Les premier.e.s concerné.e.s sur le front | Le Collectif des Ouvrières et des ouvriers Agricoles est né de la lutte menée par les agricultrices Josette Bomaré et Gisèle Gros, qui ont consacré leur vie à défendre les droits des travailleurs et travailleuses agricoles de la Martinique et la Guadeloupe. Il se bat pour : une reconnaissance officielle de toutes les maladies professionnelles (masculines, féminines et infantiles) liées à l’exposition au chlordécone ; une indemnisation juste pour les ouvrier.e.s agricoles et leurs familles ; Des actions concrètes de dépollution et de réhabilitation des terres contaminées ; L’accès à des soins médicaux adaptés pour les victimes.
Des actions politiques | Mis en place à partir de 2005, des arrêtés préfectoraux limitent la culture de certaines denrées alimentaires sur des sols et littoraux pollués. Mais ces dispositifs ne s’appliquent qu’aux activités consacrées à la vente auprès du public et non pas des productions issues d’un terrain privé.
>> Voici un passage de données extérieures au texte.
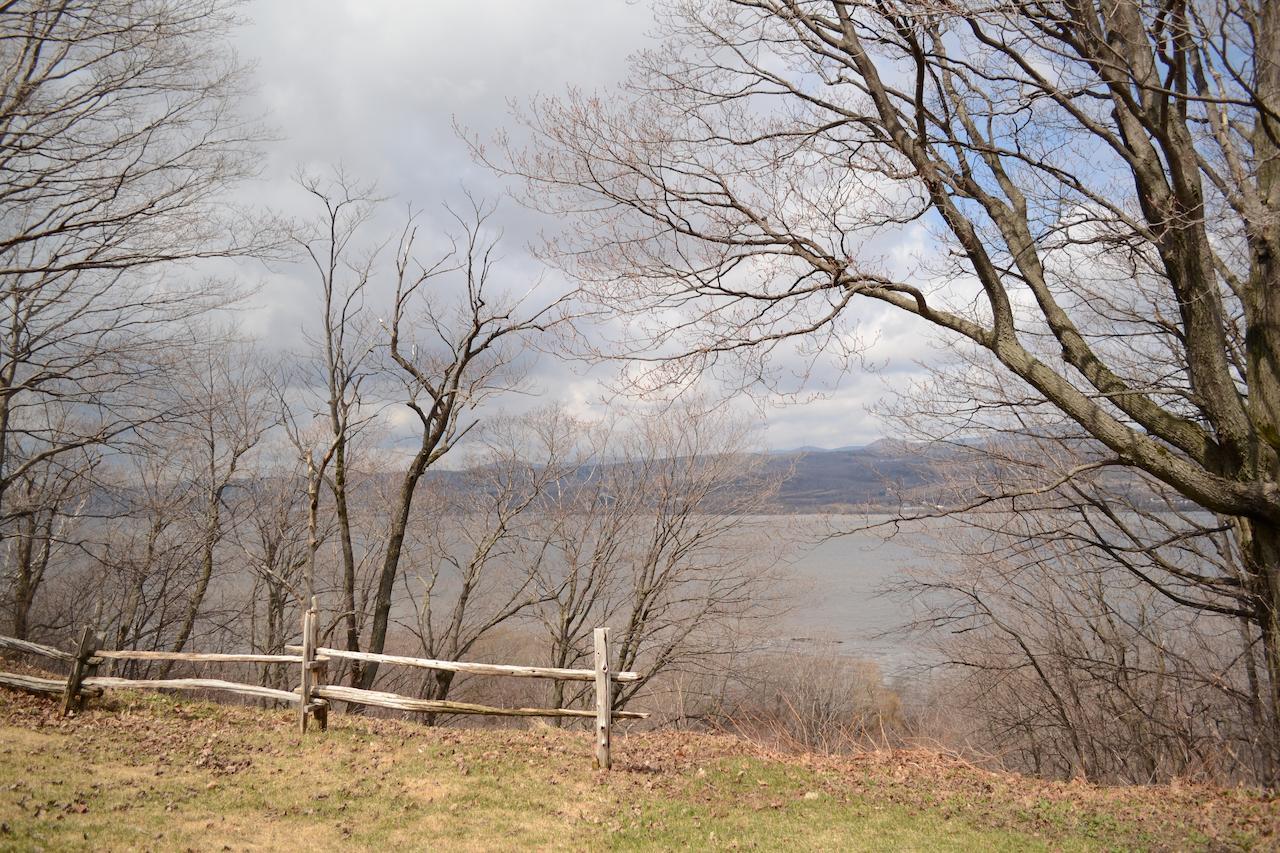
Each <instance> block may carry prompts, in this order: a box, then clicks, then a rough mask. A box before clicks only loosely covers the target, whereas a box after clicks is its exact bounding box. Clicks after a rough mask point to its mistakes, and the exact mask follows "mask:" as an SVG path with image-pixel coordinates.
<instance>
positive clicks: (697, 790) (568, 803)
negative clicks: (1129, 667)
mask: <svg viewBox="0 0 1280 853" xmlns="http://www.w3.org/2000/svg"><path fill="white" fill-rule="evenodd" d="M590 754H591V743H590V739H589V734H588V733H585V731H562V730H558V729H552V727H547V726H540V725H534V726H531V727H529V729H524V730H480V729H468V730H463V729H440V727H436V729H429V727H424V726H421V725H417V724H415V722H410V721H403V722H402V721H388V720H367V719H361V717H352V716H346V715H340V713H334V715H333V717H332V721H330V727H329V731H326V733H317V731H311V733H308V734H307V735H306V736H300V735H298V733H297V730H296V717H294V716H293V715H292V713H289V712H288V711H269V710H256V708H246V707H230V706H220V704H212V703H207V702H196V701H191V699H184V698H180V697H179V698H172V697H161V695H156V694H133V693H124V694H115V695H113V697H111V698H109V699H106V701H99V702H95V703H91V707H90V708H88V710H87V711H84V712H83V713H81V715H77V716H73V717H70V719H63V717H61V716H60V715H59V713H58V706H56V703H55V702H54V701H51V699H47V698H38V697H27V695H22V694H15V693H12V692H8V690H0V849H5V850H9V849H15V850H28V849H49V850H74V849H143V850H145V849H151V850H180V849H197V850H209V849H212V850H261V849H278V848H280V849H283V848H293V849H306V850H316V849H320V850H323V849H371V848H380V849H383V850H393V849H396V850H399V849H428V848H431V849H456V850H490V849H568V850H576V849H582V850H588V849H602V848H608V849H623V850H628V849H708V848H712V849H756V850H771V849H787V850H808V849H817V850H858V849H868V850H870V849H874V850H887V849H909V850H972V849H984V850H986V849H995V850H1015V849H1016V850H1025V849H1046V850H1084V849H1091V850H1092V849H1276V848H1280V800H1275V799H1271V798H1268V797H1266V795H1263V794H1261V793H1257V792H1249V790H1244V789H1239V790H1216V789H1210V788H1201V786H1193V785H1181V786H1161V788H1156V786H1146V788H1103V786H1093V785H1087V784H1083V783H1073V784H1055V783H1046V781H1039V780H1034V779H1027V777H1021V776H1014V775H1009V774H995V772H987V771H983V770H978V768H975V767H972V766H969V765H968V763H965V762H963V761H960V760H956V758H951V757H946V756H942V754H938V753H934V752H925V751H883V752H869V753H867V754H861V756H856V757H851V758H849V757H846V758H838V760H837V758H828V757H817V756H778V754H767V753H764V752H762V751H760V749H759V748H758V747H754V745H753V744H750V743H746V742H742V740H739V739H735V738H730V736H721V735H700V734H689V733H672V731H663V733H635V734H626V733H620V734H617V735H616V740H614V768H613V771H612V772H607V774H605V772H599V771H595V770H594V768H593V767H591V761H590Z"/></svg>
Depuis 2009, le programme JaFa, propose pour les particuliers des analyses gratuites des sols en Martinique et en Guadeloupe afin de savoir s’ils sont pollués par le chlordécone. Des conseils et des solutions sont ensuite proposés pour réduire l’exposition au chlordécone, issues des recommandations de l’Agence nationale de sécurité sanitaire (Anses) et des travaux de recherche agronomique menés par le
Centre de coopération internationale en recherche agronomique pour le développement (Cirad) et l’Institut national de recherche pour l’agriculture, l’alimentation et l’environnement (INRA). Le site internet chlordecone-info.fr réunit quant à lui un ensemble d’informations autour de ce polluant et les actions de l’État.
Nous nous efforçons, autant que possible, d’interviewer exclusivement des femmes issues de nos diasporas. Lorsque cela n’est pas possible, nous veillons à traiter l’information en mettant systématiquement en lumière les problématiques des femmes ultramarines.